LetsEncrypt changed the SSL certificate world when its offer of free, short-lived, SSL certificates allowed a vast amount of individuals and companies to secure their web applications at no cost. With this service, the necessary infrastructure would need to exist, and to that end, a plethora of applications sprung up that fit the SSL-issuing needs.

One of the most common utilities is that of CertBot, which can work well, but another open-source application that is available is acme.sh. This is an entirely shell-based ACME (the protocol used by LetsEncrypt for issuing SSL certificates) client. With a lot of advanced functionality built-in, this client allows for complex configurations.

Installing Acme.sh

The easiest way to install [acme.sh](<http://acme.sh>) is the following, which downloads and executes the script from here, https://raw.githubusercontent.com/acmesh-official/acme.sh/master/acme.sh.
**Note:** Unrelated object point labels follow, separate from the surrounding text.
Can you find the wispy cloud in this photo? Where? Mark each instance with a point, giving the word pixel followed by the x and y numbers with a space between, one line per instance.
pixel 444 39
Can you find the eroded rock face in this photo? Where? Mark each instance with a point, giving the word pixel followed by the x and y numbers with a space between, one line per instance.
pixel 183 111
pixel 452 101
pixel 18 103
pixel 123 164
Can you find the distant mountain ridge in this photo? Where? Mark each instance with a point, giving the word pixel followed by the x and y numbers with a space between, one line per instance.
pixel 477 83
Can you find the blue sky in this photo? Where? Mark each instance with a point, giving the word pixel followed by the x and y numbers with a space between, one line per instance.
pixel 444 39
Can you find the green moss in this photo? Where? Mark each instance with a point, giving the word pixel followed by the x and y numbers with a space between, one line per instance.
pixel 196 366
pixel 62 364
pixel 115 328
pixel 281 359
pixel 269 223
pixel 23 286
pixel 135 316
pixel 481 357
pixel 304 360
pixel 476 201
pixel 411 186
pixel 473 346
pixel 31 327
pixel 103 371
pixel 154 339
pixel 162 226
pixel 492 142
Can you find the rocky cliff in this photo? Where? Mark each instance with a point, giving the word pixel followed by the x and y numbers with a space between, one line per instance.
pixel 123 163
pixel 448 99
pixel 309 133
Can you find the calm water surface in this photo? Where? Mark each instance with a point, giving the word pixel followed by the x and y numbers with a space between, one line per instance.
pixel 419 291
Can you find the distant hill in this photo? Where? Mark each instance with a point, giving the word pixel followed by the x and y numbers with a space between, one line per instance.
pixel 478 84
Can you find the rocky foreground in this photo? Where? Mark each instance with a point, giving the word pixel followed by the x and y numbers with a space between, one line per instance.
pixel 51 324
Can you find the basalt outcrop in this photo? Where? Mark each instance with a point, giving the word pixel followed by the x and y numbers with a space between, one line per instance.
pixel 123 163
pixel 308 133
curl <https://get.acme.sh> | sh

The source for that site is located here, if you would like to verify what the actual script is doing

The installation will download and move the files to ~/.acme.sh, and install an alias into your ~/.bashrc file. Additionally, a cron job will be installed if available.

Installing Acme.shc

First Steps

A lot of how you use [acme.sh](<http://acme.sh>) depends on the method and application that you are requesting the certificate for. Acme.sh offers many different methods to actually request a certificate such as:

In this article, I’m going to demonstrate two different ways to request a certificate. I am including web server configurations for both NGINX and Apache, which uses the Webroot method. The DNS mode method uses a configuration file to create CNAME records that are used to verify the domain, instead of creating a file on the file system.

Web Server Configuration

NGINX LetsEncrypt Configuration

NGINX makes it easy to create a shared configuration to use when using the webroot method of requesting a certificate.

letsencrypt.conf

It is recommended to create a standalone configuration that can be included as needed in the vhost configurations, like so: include /etc/nginx/letsencrypt.conf

# Rule for legitimate ACME Challenge requests (like /.well-known/acme-challenge/xxxxxxxxx)
# We use ^~ here, so that we don't check other regexes (for speed-up). We actually MUST cancel
# other regex checks, because in our other config files have regex rule that denies access to files with dotted names.
location ^~ /.well-known/acme-challenge/ {
    # Set correct content type. According to this:
    # <https://community.letsencrypt.org/t/using-the-webroot-domain-verification-method/1445/29>
    # Current specification requires "text/plain" or no content header at all.
    # It seems that "text/plain" is a safe option.
   default_type "text/plain";
}

# Direct access returns a 404
location = /.well-known/acme-challenge/ {
   return 404;
}

Apache

Much like NGINX, Apache can create a separate configuration file. An example of this configuration is shown below.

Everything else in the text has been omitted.